I'm seeing where I want this post to go now. 

I guess the thing that disturbs me the most is that the hospital didn't call and tell him directly of they're decision to stop referrals. It's this loss of human relation and acknowledge -- that may be uncomfortable or hard -- that is so important.  It's not just business -- it is often very personal.  

I know that the scenario I layed out is subjective and complex. I know there's many other sides to the story. But, I'm feeling bad for the humiliation my dad must feel after working somewhere 40 years and having that disregarded. That's gotta feel shitty. And at the very least -- this post acknowledges him and his work. 

Time with my daughter

I had the pleasure of taking Friday off and spending Thursday night and Friday with my daughter.   We had a great time. We went to the Great Wolf Lodge outside of Olympia, WA.  It's a destination resort -- part of a chain of indoor water parks.  We had a fabulous time.  I try to go away with my kids at least once per year if not more -- just the two of us.  If you're in the Seattle area and want a family resort -- Great Wolf Lodge is somewhere between Disney World and Chuck E Cheese -- I know it sounds a bit much...and it probably is....but we had fun anyway!

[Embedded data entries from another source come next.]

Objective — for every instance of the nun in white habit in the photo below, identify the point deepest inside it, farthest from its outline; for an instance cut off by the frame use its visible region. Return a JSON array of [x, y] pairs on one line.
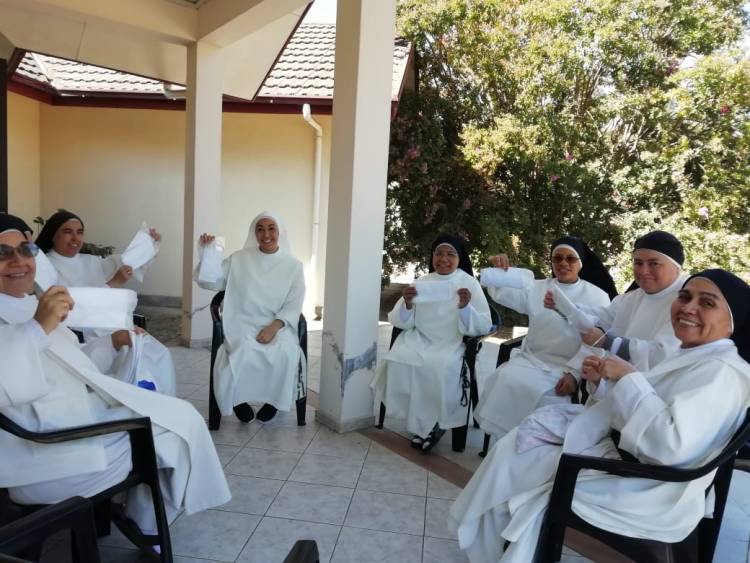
[[537, 373], [260, 360], [48, 384], [420, 377], [682, 413], [636, 325], [61, 240]]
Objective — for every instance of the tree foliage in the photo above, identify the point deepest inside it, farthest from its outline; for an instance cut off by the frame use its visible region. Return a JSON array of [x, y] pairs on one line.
[[602, 118]]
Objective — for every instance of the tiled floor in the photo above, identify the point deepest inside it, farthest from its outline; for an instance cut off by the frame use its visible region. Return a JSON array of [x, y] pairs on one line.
[[360, 501]]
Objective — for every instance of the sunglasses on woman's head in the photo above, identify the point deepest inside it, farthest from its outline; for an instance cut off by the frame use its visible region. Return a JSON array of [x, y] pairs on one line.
[[24, 250], [569, 259]]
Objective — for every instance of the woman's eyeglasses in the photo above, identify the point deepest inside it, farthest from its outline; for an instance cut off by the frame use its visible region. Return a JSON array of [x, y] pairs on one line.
[[24, 250], [569, 259]]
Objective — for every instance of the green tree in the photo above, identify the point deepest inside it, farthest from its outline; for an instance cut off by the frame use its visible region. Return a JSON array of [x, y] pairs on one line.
[[541, 117]]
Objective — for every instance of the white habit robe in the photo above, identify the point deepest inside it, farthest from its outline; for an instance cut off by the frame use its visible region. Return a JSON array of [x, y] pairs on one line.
[[643, 321], [682, 413], [419, 378], [154, 360], [528, 379], [259, 287], [48, 384]]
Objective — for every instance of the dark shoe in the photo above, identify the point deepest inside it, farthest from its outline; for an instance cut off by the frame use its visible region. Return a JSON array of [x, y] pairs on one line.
[[266, 413], [432, 440], [244, 412]]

Survive medical school and earn a tequila shot

My wife, Alexa, started medical training in 1992 as a post-bac at Harvard extension school. After finishing an undergraduate degree in Psychology, she needed to go back and take the pre-requisites for medical school.
Hear ye, hear ye - she finishes her residency this month. Last night, we through her a surprise party and I took a tequila shot or two. It's been a hard, grueling and long ride. I'm proud of my wife ....and I.  My wife seems to have found her passion and niche in life : as a psychoanalyst.  I'm super grateful for that.  I'm even more grateful that this whole 16 year medical training thing has (is) coming to an end!  Tequila shots for all those finishing medical school and medical training; they help wash down the memory of the process :-)

Return from Disney World

I'm back. I actually arrived home in Seattle this weekend. It took me a couple days to decompress from what turned out to be a great, albeit tiring week. Disney World is a weirdly special place on a lot of different levels.

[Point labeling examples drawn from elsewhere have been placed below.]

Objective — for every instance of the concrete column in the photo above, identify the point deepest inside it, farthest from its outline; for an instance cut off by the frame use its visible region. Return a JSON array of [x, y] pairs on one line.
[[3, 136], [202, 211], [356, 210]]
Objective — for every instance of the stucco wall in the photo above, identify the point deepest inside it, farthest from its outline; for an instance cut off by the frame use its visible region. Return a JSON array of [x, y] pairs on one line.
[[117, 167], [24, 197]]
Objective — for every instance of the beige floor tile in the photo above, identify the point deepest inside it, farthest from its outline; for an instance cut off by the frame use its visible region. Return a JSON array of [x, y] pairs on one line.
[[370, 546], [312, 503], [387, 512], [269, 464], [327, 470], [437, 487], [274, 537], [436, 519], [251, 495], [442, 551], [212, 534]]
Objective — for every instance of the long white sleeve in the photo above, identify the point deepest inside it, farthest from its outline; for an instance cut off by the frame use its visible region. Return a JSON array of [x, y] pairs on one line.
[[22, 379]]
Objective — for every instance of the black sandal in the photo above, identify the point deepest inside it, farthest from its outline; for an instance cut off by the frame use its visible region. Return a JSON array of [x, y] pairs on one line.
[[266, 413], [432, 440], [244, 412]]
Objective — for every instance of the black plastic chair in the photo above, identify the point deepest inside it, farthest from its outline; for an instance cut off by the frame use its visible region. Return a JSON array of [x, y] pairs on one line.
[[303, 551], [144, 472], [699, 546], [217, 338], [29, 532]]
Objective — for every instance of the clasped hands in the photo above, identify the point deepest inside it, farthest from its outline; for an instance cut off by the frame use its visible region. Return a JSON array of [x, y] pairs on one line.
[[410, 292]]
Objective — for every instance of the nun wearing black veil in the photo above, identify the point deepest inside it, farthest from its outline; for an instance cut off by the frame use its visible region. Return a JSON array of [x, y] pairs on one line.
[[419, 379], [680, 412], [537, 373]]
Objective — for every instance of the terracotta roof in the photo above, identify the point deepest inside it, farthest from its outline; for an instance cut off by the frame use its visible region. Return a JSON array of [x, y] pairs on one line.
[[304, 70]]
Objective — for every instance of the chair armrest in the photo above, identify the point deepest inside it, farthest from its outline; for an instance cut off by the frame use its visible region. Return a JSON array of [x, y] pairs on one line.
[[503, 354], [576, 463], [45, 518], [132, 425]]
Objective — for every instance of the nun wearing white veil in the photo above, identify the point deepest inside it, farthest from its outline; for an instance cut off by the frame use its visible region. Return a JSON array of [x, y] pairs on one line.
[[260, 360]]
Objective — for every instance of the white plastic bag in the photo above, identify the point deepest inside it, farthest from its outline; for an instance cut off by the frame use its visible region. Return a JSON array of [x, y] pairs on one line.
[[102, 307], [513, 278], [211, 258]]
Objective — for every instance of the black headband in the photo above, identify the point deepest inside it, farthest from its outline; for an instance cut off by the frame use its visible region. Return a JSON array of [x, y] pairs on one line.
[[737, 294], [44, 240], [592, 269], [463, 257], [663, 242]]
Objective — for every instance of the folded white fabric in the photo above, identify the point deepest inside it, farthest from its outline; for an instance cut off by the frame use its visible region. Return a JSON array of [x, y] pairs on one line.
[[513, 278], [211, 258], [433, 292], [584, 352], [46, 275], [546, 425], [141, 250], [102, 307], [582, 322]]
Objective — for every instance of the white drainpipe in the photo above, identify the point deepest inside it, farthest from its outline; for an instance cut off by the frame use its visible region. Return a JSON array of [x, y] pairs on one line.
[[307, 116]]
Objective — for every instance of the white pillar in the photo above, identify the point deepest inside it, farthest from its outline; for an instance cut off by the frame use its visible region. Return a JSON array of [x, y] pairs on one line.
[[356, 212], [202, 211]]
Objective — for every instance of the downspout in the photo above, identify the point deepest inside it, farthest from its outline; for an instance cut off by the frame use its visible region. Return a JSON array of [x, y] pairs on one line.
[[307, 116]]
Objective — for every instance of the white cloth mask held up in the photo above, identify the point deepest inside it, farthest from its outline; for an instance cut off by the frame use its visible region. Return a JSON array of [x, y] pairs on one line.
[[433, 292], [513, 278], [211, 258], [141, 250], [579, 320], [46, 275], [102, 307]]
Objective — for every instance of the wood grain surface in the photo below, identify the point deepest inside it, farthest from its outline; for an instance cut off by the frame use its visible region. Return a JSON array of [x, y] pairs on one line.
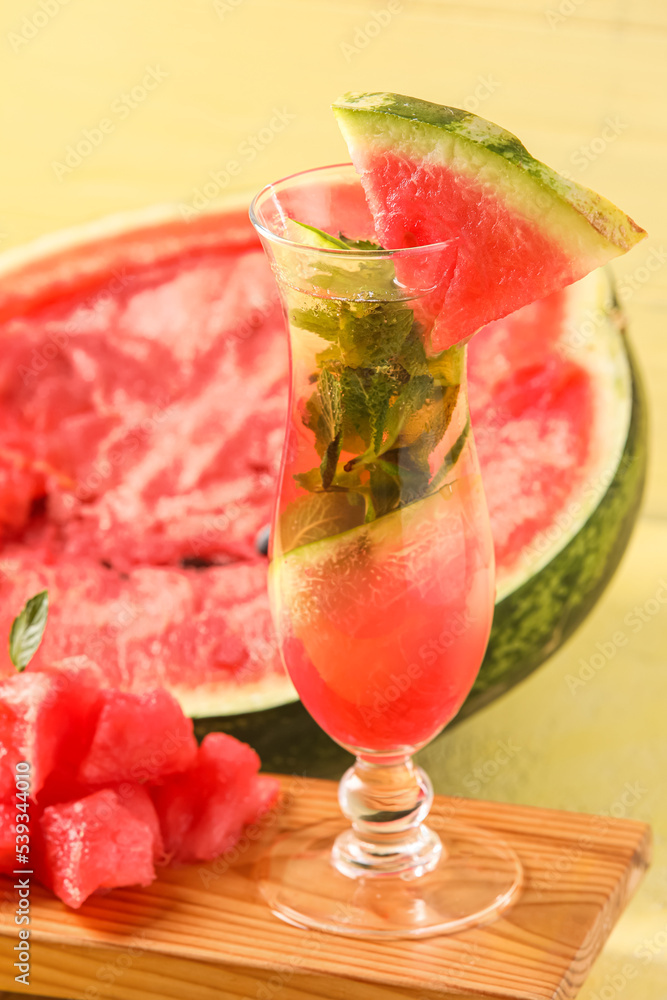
[[208, 927]]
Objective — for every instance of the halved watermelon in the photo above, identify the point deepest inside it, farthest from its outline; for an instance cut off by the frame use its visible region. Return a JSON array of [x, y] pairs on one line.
[[148, 549], [517, 230]]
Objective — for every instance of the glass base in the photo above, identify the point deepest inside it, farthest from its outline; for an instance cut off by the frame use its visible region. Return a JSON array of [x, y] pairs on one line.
[[475, 879]]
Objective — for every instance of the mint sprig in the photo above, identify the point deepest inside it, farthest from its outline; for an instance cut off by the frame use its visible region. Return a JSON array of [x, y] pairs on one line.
[[380, 405], [27, 630]]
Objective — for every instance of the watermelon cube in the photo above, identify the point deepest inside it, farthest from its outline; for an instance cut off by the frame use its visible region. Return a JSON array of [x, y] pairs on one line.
[[203, 812], [44, 719], [135, 799], [95, 843], [138, 738]]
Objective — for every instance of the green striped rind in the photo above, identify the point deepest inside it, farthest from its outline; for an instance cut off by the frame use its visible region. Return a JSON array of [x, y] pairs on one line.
[[533, 621], [480, 148]]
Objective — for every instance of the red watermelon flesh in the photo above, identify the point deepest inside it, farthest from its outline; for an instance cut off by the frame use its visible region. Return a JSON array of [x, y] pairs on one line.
[[516, 230], [178, 462], [95, 843], [46, 720], [202, 813], [136, 800], [138, 737]]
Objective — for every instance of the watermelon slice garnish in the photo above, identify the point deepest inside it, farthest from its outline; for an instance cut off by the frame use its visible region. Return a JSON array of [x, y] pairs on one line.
[[518, 230]]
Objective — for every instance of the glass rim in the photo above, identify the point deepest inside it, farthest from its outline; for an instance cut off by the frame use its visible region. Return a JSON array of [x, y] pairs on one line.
[[333, 251]]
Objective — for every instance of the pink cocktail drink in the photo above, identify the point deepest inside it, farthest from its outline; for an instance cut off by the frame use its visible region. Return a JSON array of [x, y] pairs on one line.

  1. First, as a family vacation for my dad's 70th -- I think the trip exceeded his expectations and mine. There were no major family fights. The hotel was nice -- and the grandkids ages 1 to 8 loved the parks.
  2. Second, as an incarnation of an entrepreneurs vision -- it's amazing. In my mind, it's as impressive as cirque du soleil.  The breadth, scope, and execution are truly impressive.
  3. Third, as a business operation the place is amazing. Everything from the transportation, the trash receptacles, the technology, the marketing, to the customer service. The business lessons abound.

My cousin stuart died

My cousin Stuart died last week. Stuart Graber was Anna and Sids son and lived most of his life in coop city, New York.  Stuart was my dad's first cousin. Anna was my dad mother's sister.
The most poignant part of Stuart's life and death is that he largely died alone -- more alone than most.  I thought I'd do a little acknowledgment (and it is little)  to him on my blog. Goodbye Stuart. I'll always remember how you tackled me outside my grandmothers apartment without ever moving. I was 8 at the time. Rest in peace.